Schoonheid op het eind
Pijnlijk precieze gedichten van Schots-Nederlandse schrijver
Michel Faber (1960), vestigde zijn naam met romans als 'Lelieblank, scharlakenrood' en 'Het boek van wonderlijke nieuwe dingen', sf-achtige boeken maar met een diep-humanistisch sausje, heel apart en intrigerend. Poëzie zou je van hem niet direct verwachten maar hij schrijft het wel. En hoe! Zijn zojuist vertaalde dichtbundel 'Tot leven' is weliswaar proza-achtig van opzet en bepaald niet vormvast maar hij is ook indrukwekkend en ontroerend. Aanleiding voor de gedichten is het sterfbed van zijn vrouw Eva, lijdend aan beenmergkanker, haar overlijden en de rouwperiode.
Zelden las ik zo'n empathisch en liefdevol maar ook openhartig en eerlijk verslag van een allesovertreffende liefde voor een vrouw 'die door haar bloedlichaampjes heen was'. Alles komt aan bod, hoop, wanhoop, de herinnering aan vroegere geluksmomenten, rauw besef van de aftakeling, het wachten, de dood zelf, het rouwen, woede, berusting, dat alles in lange praatgedichten die toch op een wonderlijke manier allemaal overeind blijven. Het zijn vooral de vele, vaak pijnlijke, maar soms ook grappige details die blijven hangen, het jurkje dat niet meer past, de wanhopige steeds weer 'een na laatste' vrijpartij, Eva die weer onvast loopt als het kind dat ze in 1960 nog was, 'onverdraaglijk schattig geworden'.
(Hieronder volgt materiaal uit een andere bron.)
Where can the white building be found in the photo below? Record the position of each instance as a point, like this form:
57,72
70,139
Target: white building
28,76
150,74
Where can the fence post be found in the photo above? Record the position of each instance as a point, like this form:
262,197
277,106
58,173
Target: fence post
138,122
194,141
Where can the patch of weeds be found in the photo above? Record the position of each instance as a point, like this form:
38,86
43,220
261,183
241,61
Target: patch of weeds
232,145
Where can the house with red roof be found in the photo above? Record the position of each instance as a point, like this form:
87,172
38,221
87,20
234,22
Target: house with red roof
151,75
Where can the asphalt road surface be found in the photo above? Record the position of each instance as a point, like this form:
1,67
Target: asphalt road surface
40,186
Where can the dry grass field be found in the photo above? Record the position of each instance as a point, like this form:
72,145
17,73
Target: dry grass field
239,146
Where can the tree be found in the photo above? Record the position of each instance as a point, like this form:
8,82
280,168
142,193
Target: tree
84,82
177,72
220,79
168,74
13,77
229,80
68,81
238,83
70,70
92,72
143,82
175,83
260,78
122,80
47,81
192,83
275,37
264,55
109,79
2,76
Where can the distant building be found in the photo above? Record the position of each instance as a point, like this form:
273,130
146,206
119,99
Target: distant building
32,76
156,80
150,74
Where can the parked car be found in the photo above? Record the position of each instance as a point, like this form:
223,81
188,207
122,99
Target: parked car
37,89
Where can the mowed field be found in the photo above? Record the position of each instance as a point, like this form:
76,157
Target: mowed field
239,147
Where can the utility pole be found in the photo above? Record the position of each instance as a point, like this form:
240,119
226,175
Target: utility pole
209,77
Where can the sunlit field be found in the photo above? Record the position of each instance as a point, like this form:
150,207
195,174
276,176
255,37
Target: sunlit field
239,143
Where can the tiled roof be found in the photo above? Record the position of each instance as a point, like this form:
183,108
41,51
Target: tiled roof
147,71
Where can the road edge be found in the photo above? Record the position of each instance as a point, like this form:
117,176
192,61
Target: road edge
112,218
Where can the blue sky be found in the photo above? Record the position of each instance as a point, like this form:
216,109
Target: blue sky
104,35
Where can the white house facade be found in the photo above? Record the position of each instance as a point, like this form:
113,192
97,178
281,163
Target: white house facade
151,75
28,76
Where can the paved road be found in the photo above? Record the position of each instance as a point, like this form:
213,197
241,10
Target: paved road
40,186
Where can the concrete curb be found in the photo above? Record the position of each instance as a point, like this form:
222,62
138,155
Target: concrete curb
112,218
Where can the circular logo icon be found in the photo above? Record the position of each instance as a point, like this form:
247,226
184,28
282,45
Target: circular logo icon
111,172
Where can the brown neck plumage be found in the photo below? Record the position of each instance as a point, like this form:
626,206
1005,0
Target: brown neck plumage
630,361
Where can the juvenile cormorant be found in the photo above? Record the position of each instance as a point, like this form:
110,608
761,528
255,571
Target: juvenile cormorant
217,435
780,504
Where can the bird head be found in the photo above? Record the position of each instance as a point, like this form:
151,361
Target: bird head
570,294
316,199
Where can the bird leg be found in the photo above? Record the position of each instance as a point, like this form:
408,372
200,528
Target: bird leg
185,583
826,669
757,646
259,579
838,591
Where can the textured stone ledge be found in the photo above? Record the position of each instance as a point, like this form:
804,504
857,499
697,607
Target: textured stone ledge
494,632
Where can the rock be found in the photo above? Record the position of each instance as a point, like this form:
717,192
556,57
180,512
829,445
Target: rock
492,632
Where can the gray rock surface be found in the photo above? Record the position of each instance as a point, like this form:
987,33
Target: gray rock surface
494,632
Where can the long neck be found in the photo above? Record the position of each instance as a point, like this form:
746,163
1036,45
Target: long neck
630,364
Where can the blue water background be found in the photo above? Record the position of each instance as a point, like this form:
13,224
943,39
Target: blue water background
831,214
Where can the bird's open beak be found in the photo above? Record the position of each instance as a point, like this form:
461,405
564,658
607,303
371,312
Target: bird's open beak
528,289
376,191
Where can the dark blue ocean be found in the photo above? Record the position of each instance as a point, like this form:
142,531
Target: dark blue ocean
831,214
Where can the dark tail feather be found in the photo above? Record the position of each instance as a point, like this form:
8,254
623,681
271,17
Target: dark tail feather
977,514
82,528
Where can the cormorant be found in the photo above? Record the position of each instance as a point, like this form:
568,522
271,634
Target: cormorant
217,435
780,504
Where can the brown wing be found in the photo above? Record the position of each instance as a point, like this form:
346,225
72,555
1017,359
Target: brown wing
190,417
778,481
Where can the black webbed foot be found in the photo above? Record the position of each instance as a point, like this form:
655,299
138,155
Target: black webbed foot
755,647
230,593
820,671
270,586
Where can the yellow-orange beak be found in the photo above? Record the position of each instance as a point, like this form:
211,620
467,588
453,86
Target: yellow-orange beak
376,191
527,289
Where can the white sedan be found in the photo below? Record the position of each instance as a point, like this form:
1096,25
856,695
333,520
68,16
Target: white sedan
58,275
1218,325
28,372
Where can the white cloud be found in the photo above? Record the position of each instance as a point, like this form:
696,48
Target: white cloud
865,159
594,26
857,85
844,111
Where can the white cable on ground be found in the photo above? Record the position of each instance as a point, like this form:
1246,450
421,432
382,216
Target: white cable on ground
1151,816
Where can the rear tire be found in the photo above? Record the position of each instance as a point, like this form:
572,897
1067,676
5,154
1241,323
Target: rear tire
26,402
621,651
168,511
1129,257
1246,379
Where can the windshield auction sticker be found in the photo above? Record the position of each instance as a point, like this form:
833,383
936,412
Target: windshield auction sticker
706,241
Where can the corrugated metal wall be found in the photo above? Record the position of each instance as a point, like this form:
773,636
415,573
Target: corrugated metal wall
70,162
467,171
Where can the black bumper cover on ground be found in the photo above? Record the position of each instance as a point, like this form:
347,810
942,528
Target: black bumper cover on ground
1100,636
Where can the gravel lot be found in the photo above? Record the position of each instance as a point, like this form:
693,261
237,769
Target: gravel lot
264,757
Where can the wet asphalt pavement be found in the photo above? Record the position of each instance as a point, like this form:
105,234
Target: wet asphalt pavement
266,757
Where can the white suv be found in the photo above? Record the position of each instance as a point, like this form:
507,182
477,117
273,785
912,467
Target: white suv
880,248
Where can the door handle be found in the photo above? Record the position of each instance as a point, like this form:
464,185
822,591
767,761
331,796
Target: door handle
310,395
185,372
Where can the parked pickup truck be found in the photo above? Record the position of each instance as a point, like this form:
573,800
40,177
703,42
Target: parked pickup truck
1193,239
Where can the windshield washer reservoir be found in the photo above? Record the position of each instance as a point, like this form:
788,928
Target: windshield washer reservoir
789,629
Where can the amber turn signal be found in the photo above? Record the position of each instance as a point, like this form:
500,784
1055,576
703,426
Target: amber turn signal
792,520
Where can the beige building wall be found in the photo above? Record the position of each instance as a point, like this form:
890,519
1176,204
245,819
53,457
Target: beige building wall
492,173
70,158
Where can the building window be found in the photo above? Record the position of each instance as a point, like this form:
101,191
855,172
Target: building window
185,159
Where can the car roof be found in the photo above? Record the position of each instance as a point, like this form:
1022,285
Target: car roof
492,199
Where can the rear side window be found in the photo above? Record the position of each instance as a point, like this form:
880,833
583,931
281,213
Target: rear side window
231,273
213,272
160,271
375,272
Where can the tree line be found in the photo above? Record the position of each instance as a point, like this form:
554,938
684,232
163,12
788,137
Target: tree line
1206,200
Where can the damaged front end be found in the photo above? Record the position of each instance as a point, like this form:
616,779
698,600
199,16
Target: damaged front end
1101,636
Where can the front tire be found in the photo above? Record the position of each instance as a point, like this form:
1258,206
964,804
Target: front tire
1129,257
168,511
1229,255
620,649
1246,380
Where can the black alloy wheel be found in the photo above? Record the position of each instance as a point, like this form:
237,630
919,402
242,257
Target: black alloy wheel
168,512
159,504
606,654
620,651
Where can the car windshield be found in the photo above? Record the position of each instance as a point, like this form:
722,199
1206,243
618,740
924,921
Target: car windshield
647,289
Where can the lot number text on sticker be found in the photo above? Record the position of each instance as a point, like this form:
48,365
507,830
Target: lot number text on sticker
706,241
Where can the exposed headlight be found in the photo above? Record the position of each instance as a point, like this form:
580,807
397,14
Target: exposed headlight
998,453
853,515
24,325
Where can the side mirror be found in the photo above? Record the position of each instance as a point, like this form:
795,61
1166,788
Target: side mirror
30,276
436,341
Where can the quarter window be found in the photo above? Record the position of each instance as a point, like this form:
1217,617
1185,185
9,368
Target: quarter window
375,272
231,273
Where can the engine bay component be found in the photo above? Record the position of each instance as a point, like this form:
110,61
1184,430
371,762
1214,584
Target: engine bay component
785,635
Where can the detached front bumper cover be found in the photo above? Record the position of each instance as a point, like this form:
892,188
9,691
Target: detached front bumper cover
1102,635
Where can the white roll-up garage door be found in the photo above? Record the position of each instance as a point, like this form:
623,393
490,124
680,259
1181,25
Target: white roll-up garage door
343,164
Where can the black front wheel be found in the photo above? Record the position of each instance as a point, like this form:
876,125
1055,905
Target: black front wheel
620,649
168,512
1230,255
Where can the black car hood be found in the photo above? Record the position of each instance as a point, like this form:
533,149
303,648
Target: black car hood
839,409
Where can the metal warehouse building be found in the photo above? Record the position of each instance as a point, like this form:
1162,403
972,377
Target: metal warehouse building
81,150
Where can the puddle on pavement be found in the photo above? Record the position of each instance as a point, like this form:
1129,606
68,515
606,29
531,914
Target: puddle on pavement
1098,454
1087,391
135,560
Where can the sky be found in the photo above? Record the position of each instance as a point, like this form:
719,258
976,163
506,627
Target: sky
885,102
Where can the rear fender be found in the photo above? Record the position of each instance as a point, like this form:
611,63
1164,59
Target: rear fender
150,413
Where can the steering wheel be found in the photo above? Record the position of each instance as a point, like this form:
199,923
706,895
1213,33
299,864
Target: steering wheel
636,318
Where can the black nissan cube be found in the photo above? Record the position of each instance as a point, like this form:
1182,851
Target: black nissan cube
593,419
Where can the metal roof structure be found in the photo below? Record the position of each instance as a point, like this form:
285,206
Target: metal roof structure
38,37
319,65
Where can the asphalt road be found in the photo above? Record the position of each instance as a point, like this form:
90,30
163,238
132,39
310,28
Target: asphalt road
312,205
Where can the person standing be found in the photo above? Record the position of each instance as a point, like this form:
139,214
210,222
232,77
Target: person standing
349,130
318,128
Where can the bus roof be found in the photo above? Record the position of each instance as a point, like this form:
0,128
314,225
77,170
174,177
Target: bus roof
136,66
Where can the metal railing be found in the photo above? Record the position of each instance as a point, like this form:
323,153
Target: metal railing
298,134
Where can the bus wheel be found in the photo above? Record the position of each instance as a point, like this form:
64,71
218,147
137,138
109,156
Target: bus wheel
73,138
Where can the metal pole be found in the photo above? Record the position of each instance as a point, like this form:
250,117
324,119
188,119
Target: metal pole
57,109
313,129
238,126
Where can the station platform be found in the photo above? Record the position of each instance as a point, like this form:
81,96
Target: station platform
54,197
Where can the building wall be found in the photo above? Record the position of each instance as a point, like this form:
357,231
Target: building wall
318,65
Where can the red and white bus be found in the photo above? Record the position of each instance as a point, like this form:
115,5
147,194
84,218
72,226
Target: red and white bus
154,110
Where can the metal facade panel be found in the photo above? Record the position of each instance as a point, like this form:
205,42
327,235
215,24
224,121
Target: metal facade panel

'Overleven zat niet in je pakket', schrijft Faber maar als zij het zelf niet kan, zal hij het doen; hij wekt zijn dode vrouw tot leven, juist door haar op haar ziekbed te beschrijven, nietsontziend. 'Je was lelijk op het eind. / Jij wist het en ik wist het. / Kaal, opgeblazen, varkensoogjes' maar tegelijkertijd vol liefde 'Ik noemde je Schoonheid op het eind'. En bij alle ellende is er ook een bitter soort vrolijkheid als hij over de optie van een sneller einde door zelfmoord of euthanasie schrijft: 'Wij zijn te allen tijde bereid / de islam te beledigen / als dat een doortastende jongeman / met zijn zwaard naar het Parkside ziekenhuis zou weten te lokken / (met de District Line naar Wimbledon / en dan overstappen op bus 93)'.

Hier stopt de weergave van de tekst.